Since the introduction of percutaneous LAAC in our hospital network in 2012, procedural costs have been stable, and medical management costs have significantly decreased after treatment, justifying the procedure costs in selected patients with a contraindication to oral anticoagulation. We have previously confirmed that patients undergoing LAAC will cause lower AF-related hospital costs secondary to admissions and outpatient treatments to manage anticoagulation, its iatrogenic effects, and to diagnose and treat cerebrovascular embolism . In fact, an indication for LAAC was strictly and institutionally based upon guidelines , and all patients had previously experienced at least one cerebral thromboembolic event, one major bleeding episode, and had an absolute contraindication to prolonged oral anticoagulation. Immediately after LAAC, costs are mainly related to procedural follow-up. With time, and in patients with an extended lifespan, costs are reduced and the chance to achieve cost parity between pre- and post-LAAC costs is increased .
As documented in our study, cost-of-care savings are related to the clinical complexity of the single patient, represented in the DRG CCL value, rather than to the institutional cumulative caseload.
The volume-outcome relationship has been proposed for complex surgical procedures and percutaneous treatment of structural heart disease. In particular, a difference in mortality and hospitalisation costs, based on the annual procedural volume, has emerged within groups of hospitals performing transcatheter aortic valve replacement . In the field of percutaneous LAAC, the volume-outcome relationship remains controversial. Badheka et al. showed that in a cohort of 268 LAACs, performed with different closure devices, higher annual hospital volume is associated with safer procedures and consequent lower length of stay and hospitalisation costs . In a more recent and more extensive analysis, including 425 patients undergoing LAAC with the Watchman device, Sawant et al. demonstrated that operator experience does not affect major adverse events and technical success even after adjusting for comorbidities. However, the authors did not present a cost analysis based on case volume and year of the procedure . The use of different closure devices may cause differences in device-related procedural success and costs, which hampers analysis of cost savings.
Finally, we are aware that in the existing literature, management costs for LAAC patients have been compared with costs in patients managed solely with oral anticoagulation. We believe that such a comparison risks including patients with very different risk profiles and conceals the impact of the treatment strategy. In light of this, we have preferred to use every patient as her/his own control and to evaluate the variation in management costs after percutaneous LAAC. Such an analysis was possible only because our network of affiliated clinics serves the large majority of the urban population of Berlin, and, for this reason, we have a very granular picture of treatments performed per single patient over the years.

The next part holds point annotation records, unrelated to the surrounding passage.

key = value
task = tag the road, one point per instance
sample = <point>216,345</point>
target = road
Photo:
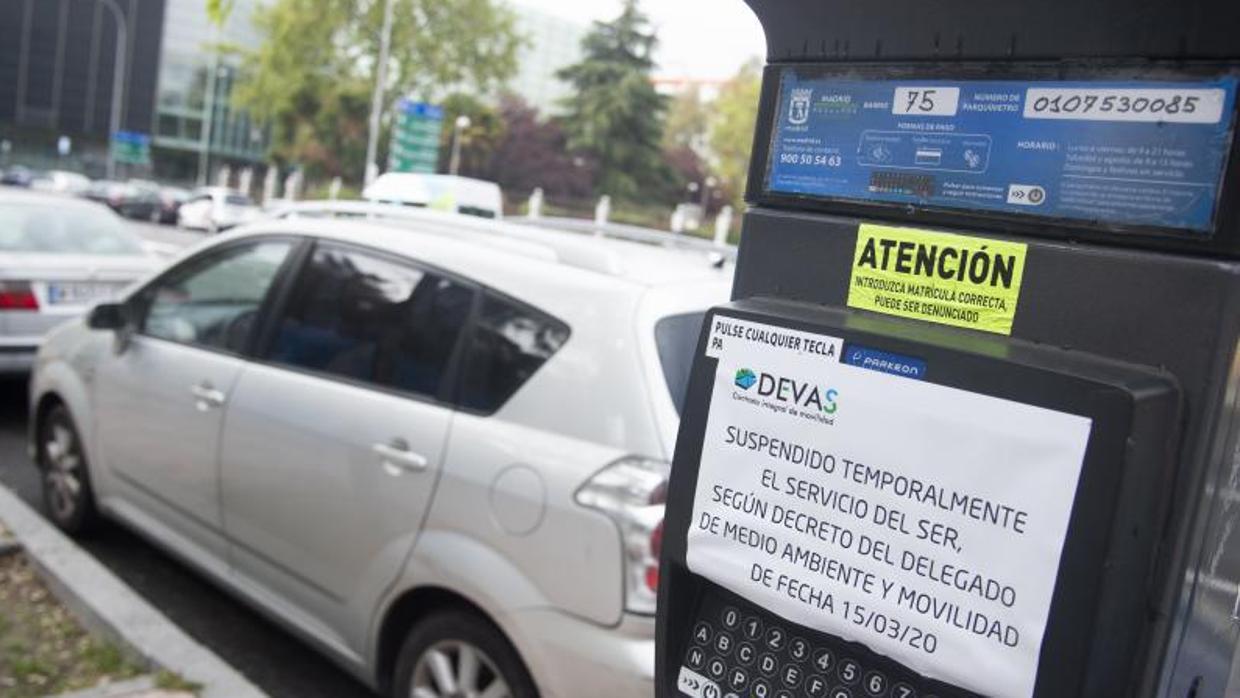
<point>274,660</point>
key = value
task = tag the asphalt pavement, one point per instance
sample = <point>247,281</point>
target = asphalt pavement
<point>274,660</point>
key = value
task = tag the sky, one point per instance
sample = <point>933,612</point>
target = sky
<point>698,39</point>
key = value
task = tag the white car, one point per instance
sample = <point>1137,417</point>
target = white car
<point>57,258</point>
<point>216,208</point>
<point>434,445</point>
<point>440,192</point>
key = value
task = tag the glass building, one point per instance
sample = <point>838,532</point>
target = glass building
<point>196,130</point>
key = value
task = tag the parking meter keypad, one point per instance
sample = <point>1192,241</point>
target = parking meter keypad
<point>735,650</point>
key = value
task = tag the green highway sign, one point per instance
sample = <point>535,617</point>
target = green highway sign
<point>414,136</point>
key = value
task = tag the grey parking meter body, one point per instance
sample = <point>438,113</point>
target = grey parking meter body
<point>969,424</point>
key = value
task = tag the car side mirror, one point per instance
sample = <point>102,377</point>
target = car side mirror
<point>108,316</point>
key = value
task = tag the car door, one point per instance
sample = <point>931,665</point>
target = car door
<point>161,393</point>
<point>335,437</point>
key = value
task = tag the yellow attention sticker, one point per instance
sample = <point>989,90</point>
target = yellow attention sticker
<point>938,277</point>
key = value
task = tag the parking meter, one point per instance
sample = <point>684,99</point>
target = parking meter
<point>969,423</point>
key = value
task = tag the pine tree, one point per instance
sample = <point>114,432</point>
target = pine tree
<point>615,115</point>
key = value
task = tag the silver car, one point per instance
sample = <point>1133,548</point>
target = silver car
<point>58,257</point>
<point>434,445</point>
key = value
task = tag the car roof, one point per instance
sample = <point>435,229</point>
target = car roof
<point>552,269</point>
<point>48,198</point>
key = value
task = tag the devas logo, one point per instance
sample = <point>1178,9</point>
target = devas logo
<point>789,391</point>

In the present work we have shown that since the beginning of our experience with LAAC in 2012, the LAAC implantation costs have remained stable and there has been a constant post-procedural cost-of-care saving. Management costs and cost-of-care savings are independent of the institutional cumulative caseload. These findings are supported by the fact that peri-procedural complications and mortality have remained limited, even at the beginning of our learning curve, and follow-up outcomes have confirmed the safety of this innovative technology.
Conflict of interest
G. D’Ancona, F. Arslan, E. Safak, D. Weber and H. Ince declare that they have no competing interests.